Data collected from access card readers in 132 GSA-managed facilities showed more than 32,000 failed access attempts over two years, with potential security implications. Image: Teerasan Phutthigorn/Shutterstock.com
By: FEDweek StaffFailed attempts to use access cards in buildings under GSA control “could be an indication of attempted unauthorized access to federal facilities and secured areas” yet the GSA is not actively using data from card readers to identify and assess risks to federal employees and property, an inspector general report has said.
It said that over the two years ending last February, data collected from access card readers in 132 GSA-managed facilities with such readers showed more than 32,000 failed access attempts. That included six buildings with more than 1,000, one of which had more than 4,100.

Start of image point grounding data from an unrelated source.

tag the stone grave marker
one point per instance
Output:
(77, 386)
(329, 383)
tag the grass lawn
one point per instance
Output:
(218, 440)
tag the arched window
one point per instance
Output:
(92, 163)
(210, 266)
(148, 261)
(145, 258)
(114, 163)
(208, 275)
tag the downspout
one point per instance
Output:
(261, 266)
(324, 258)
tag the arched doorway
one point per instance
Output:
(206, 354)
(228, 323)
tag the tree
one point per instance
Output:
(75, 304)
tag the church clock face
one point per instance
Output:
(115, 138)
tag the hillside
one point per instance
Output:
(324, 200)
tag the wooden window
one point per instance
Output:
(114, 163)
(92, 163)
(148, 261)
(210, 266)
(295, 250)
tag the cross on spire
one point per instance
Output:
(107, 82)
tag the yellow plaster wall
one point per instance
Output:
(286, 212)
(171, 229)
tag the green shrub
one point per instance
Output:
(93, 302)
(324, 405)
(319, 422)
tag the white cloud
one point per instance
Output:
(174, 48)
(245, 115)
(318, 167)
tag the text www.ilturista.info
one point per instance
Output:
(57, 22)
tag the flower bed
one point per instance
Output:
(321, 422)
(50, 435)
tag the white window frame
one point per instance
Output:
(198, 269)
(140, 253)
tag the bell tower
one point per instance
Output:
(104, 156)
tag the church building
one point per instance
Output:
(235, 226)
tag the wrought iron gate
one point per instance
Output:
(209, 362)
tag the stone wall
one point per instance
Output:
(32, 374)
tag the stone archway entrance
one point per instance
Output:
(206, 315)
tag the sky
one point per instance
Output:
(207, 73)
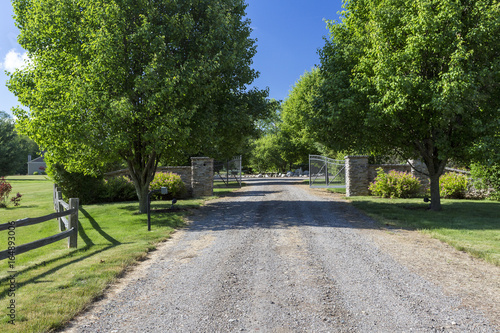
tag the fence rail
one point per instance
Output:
(67, 215)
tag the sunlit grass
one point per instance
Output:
(468, 225)
(54, 283)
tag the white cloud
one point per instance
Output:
(14, 60)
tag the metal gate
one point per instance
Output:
(228, 170)
(325, 172)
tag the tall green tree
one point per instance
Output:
(14, 148)
(420, 77)
(132, 80)
(297, 107)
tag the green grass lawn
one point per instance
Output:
(54, 283)
(468, 225)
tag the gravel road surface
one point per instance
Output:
(275, 257)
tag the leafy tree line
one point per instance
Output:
(14, 148)
(142, 82)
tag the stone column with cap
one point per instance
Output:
(356, 169)
(202, 176)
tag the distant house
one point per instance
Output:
(38, 165)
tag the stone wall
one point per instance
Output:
(202, 176)
(359, 174)
(356, 174)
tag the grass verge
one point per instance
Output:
(54, 283)
(467, 225)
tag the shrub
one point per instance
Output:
(395, 184)
(16, 200)
(119, 189)
(172, 181)
(487, 179)
(5, 189)
(453, 185)
(88, 189)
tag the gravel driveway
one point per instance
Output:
(276, 258)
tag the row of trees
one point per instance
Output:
(409, 78)
(137, 81)
(149, 82)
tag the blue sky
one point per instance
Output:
(289, 33)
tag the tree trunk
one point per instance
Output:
(435, 196)
(435, 168)
(142, 171)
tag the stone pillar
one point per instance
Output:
(356, 171)
(419, 171)
(202, 176)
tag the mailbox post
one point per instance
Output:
(163, 190)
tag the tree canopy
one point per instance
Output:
(133, 80)
(14, 148)
(419, 77)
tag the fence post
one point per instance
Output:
(73, 223)
(60, 208)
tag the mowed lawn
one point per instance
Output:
(53, 283)
(468, 225)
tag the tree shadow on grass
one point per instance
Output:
(98, 228)
(466, 214)
(36, 279)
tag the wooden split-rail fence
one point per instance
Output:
(67, 217)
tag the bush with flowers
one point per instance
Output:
(5, 189)
(453, 185)
(395, 184)
(172, 181)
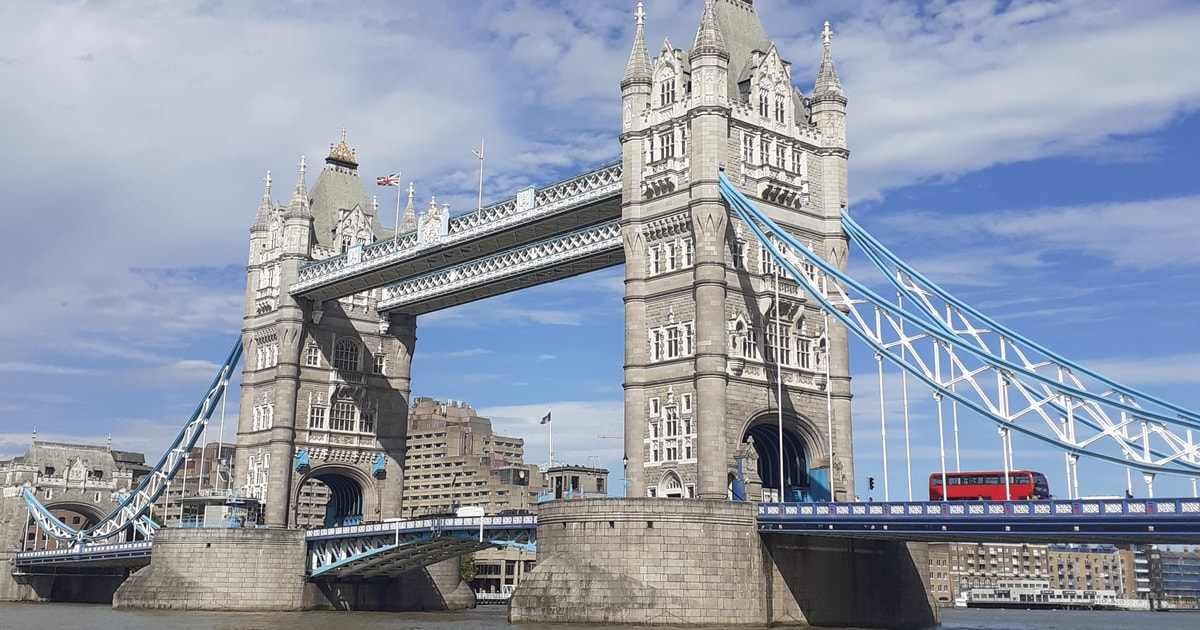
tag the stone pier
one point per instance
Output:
(685, 562)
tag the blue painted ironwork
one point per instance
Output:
(87, 553)
(378, 466)
(1060, 401)
(131, 511)
(390, 549)
(1144, 521)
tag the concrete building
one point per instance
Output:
(958, 567)
(454, 460)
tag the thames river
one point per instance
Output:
(93, 617)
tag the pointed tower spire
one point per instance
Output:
(299, 204)
(408, 222)
(827, 75)
(263, 219)
(708, 36)
(637, 70)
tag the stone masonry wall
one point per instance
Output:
(651, 562)
(220, 570)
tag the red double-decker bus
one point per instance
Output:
(988, 486)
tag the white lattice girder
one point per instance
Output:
(582, 201)
(587, 250)
(1013, 394)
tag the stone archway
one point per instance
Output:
(333, 496)
(798, 477)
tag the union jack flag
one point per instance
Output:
(390, 180)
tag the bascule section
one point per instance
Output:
(324, 383)
(736, 384)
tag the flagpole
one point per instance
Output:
(395, 229)
(479, 154)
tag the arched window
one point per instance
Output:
(346, 355)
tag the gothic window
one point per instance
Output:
(779, 346)
(366, 423)
(342, 417)
(666, 145)
(804, 352)
(738, 252)
(317, 418)
(672, 341)
(346, 355)
(751, 345)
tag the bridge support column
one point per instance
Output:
(685, 562)
(220, 570)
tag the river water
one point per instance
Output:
(95, 617)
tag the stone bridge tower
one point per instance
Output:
(708, 347)
(324, 387)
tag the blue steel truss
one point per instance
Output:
(970, 359)
(132, 510)
(1116, 521)
(389, 549)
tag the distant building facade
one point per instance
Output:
(79, 484)
(958, 567)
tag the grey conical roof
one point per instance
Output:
(741, 33)
(827, 75)
(340, 187)
(637, 70)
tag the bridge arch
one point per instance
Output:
(803, 448)
(346, 496)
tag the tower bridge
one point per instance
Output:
(727, 211)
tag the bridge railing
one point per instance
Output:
(984, 509)
(415, 525)
(84, 551)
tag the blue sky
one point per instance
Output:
(1037, 159)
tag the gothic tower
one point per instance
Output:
(729, 390)
(325, 387)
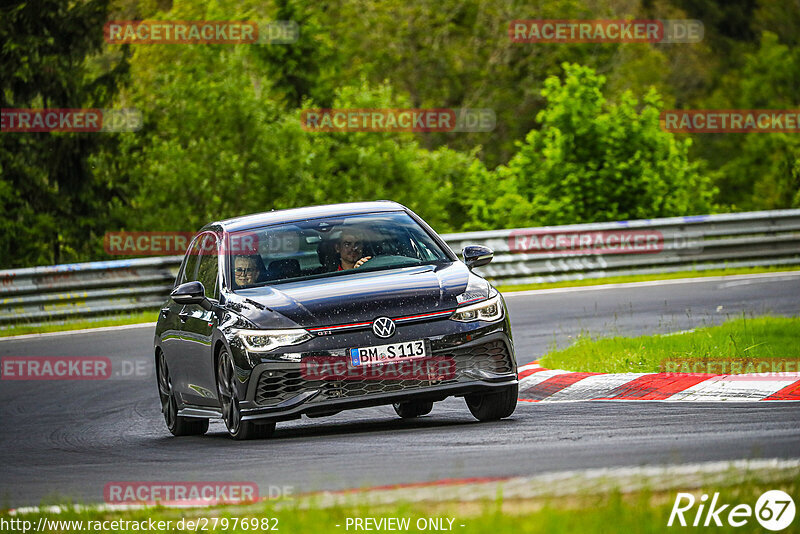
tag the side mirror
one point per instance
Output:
(191, 293)
(477, 255)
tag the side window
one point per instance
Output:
(207, 268)
(189, 272)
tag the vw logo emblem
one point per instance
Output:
(383, 327)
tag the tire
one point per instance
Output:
(229, 403)
(495, 405)
(177, 425)
(411, 409)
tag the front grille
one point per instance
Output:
(492, 356)
(276, 386)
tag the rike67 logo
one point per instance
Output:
(774, 510)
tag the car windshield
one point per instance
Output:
(334, 246)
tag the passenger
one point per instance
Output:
(350, 247)
(246, 270)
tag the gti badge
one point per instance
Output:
(383, 327)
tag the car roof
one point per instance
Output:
(311, 212)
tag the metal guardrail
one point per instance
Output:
(687, 243)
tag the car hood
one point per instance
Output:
(361, 296)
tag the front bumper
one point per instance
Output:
(280, 390)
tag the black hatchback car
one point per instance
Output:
(322, 309)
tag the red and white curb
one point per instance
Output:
(537, 384)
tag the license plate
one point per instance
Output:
(393, 352)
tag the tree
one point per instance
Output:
(52, 203)
(592, 161)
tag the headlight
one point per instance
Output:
(267, 340)
(488, 310)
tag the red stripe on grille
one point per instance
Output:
(656, 386)
(790, 392)
(554, 384)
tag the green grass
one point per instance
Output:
(78, 324)
(641, 511)
(647, 278)
(746, 338)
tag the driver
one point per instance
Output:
(350, 247)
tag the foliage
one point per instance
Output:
(222, 135)
(593, 160)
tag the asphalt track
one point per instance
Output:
(68, 439)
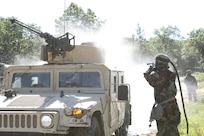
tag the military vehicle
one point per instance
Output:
(74, 94)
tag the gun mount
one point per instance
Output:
(55, 46)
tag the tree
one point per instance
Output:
(76, 19)
(196, 44)
(15, 41)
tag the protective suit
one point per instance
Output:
(163, 82)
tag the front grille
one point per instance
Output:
(18, 120)
(22, 121)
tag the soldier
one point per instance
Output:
(163, 81)
(191, 84)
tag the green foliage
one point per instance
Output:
(195, 112)
(185, 53)
(75, 18)
(200, 78)
(15, 41)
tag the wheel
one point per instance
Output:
(94, 130)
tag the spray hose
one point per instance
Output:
(187, 126)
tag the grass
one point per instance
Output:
(195, 115)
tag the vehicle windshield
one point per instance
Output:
(31, 79)
(79, 79)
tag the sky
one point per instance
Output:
(122, 18)
(122, 15)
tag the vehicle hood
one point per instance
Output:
(48, 101)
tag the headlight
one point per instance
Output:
(68, 111)
(47, 121)
(77, 112)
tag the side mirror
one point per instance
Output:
(123, 92)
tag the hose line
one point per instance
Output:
(187, 126)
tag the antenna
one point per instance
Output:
(64, 17)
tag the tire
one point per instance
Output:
(94, 130)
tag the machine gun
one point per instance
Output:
(56, 46)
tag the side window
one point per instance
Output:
(31, 79)
(79, 79)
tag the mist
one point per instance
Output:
(121, 56)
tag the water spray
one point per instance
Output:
(187, 126)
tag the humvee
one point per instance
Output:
(74, 94)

“These failed access attempts may have potential security implications. Eight of the top 10 buildings with the most failed access attempts contain child-care facilities or security-sensitive agencies, such as the Federal Bureau of Investigation, U.S. Social Security Administration, and U.S. Department of Homeland Security. The safety and security of the tenants and children in these buildings are a major concern,” it said.
“Unauthorized access to federal facilities increases the risk of a security event such as an active shooter, terrorist attack, theft of government property, or exposure of sensitive information,” it said.
While in some cases a failed attempt might involve a mere mistake, it said, 200 users had at least 25 failed attempts in that period including one who had nearly 2,000.
It added that guidance on access cards and electronic physical access control systems recommends monitoring access card activity to assess the risk and determine if additional oversight is needed. However, it found that the GSA is not conducting its own reviews, it does not consistently provide the most useful data to local building security officials, and it has not issued written guidance to building managers on how to use card reader data to identify high-risk activity or individuals.
The IG said it conducted the report in light of prior reports finding that the GSA does not consistently collect and destroy inactive cards for contractor employees nor keep complete records on them.
It said that GSA management agreed with recommendations to establish procedures to monitor access card data to identify repeated failed attempts; use data to inform building security officials of individuals with a significant number of failed attempts over a defined time; and instruct those officials on responding to repeated failed attempts.